Defining self-service analytics
Self-service data analytics is essentially a tool that enables users to access and analyze data without relying on IT or system specialists for support. It entails being able to integrate across data sources and easily apply machine learning via a self-service machine learning tool. Most often in biopharma manufacturing today, the end user is the business user who wants information to address a specific issue or assess a KPI. This user could have the role of process development engineer, manufacturing operator, or manufacturing manager, among others.
Currently, data is stored in silos such as building monitoring systems which capture temperature, humidity, pressure, CO2 levels, entry and exit of personnel and such, lab information management systems, and systems that store process data. Until it is integrated, complete data cannot be efficiently processed into information and used for effective modelling. We often help our customers with integration of disparate systems to build a data hub, or data lake, where all this information is fully accessible.
Need for data fusion
Access to the data often needs a data fusion layer to bring it all together in an easy way, contextualize it, align it and even deal with different types of data. The nature of data changes across the different sources, for example, standard time series data compared to spectral data.

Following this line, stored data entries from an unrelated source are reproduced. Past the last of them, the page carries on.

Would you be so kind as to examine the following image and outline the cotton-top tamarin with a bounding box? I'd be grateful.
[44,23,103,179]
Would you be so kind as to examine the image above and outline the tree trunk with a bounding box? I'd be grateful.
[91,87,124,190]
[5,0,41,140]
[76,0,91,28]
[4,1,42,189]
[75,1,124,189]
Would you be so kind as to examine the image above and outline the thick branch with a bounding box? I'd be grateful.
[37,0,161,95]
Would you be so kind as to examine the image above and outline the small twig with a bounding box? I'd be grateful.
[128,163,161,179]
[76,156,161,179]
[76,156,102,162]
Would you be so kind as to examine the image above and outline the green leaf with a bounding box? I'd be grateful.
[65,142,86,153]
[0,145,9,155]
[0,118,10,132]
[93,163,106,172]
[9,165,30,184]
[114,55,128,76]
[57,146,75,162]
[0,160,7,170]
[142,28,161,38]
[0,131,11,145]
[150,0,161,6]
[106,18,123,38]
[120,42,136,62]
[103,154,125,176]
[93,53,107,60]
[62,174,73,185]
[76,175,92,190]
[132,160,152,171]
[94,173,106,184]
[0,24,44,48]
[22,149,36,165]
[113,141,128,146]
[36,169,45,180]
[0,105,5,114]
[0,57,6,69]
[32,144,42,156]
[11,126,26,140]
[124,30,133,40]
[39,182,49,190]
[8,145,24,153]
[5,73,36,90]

Even in terms of what it means to then analyze the data, this could refer to using machine learning models, AI, neural networks, or it could be calculations – a mechanistic relationship you just want an equation for. The software needs to be able to handle different needs and possibly to merge them together.
Contextualizing data for the purpose
Data provides little information without context. To get the most valuable information from a model, the data needs to be contextualized in terms of the big picture – what it is you are trying to learn from the model. For example, maybe you’re looking to determine the ability of the control system to keep up with the demand of the process. You could use a model looking at how much fluctuation there is in this temperature around a set point during a certain phase of a sterilization cycle. You wouldn’t use just the temperature in your model, because that is constantly streaming. You would instead specify that it’s the temperature during a certain part of the process, and not only what the temperature is, but how fast it’s increasing. Models use this type of preprocessed data.

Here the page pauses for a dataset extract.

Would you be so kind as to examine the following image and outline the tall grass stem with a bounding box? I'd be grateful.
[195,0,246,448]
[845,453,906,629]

The idea of data collection and fusion can sometimes be complex, as in a model we developed for contamination control, illustrated in figure 1 below.
We needed to look at the cleaning history of the room, as well as the operations and maintenance personnel coming in and out of the room, alongside particular events. Combining all this data, we were able to determine that there is a contamination risk for a certain unit operation when specific activities take place.
Ideally, a self-serve analytics tool would have different models in place and different ways of combining data for those models. It would then have a dashboard to bring relevant information to each user without them having to create the view themselves or request expert input from a data scientist. With a click or a drag, they could see what was happening on a piece of equipment, or why something happens at a particular point in the process. When the user doesn’t have to spend time coding, they can direct their time to more complex tasks or analyses that require their skill sets.
Integrating data and skillsets
There will always be the need for an understanding of the process to develop an accurate model that will meet the end user’s needs. When process experts understand how requested information will be used, they can identify the variables that need to be included. As in the above examples, it’s not a matter of single data points, but data in the context of the process – how different pieces of equipment, people, sensors and such interact – that provides actionable insights. As self-service analytics matures, it provides the potential for not only greater integration of data sources, but of human roles and skill sets.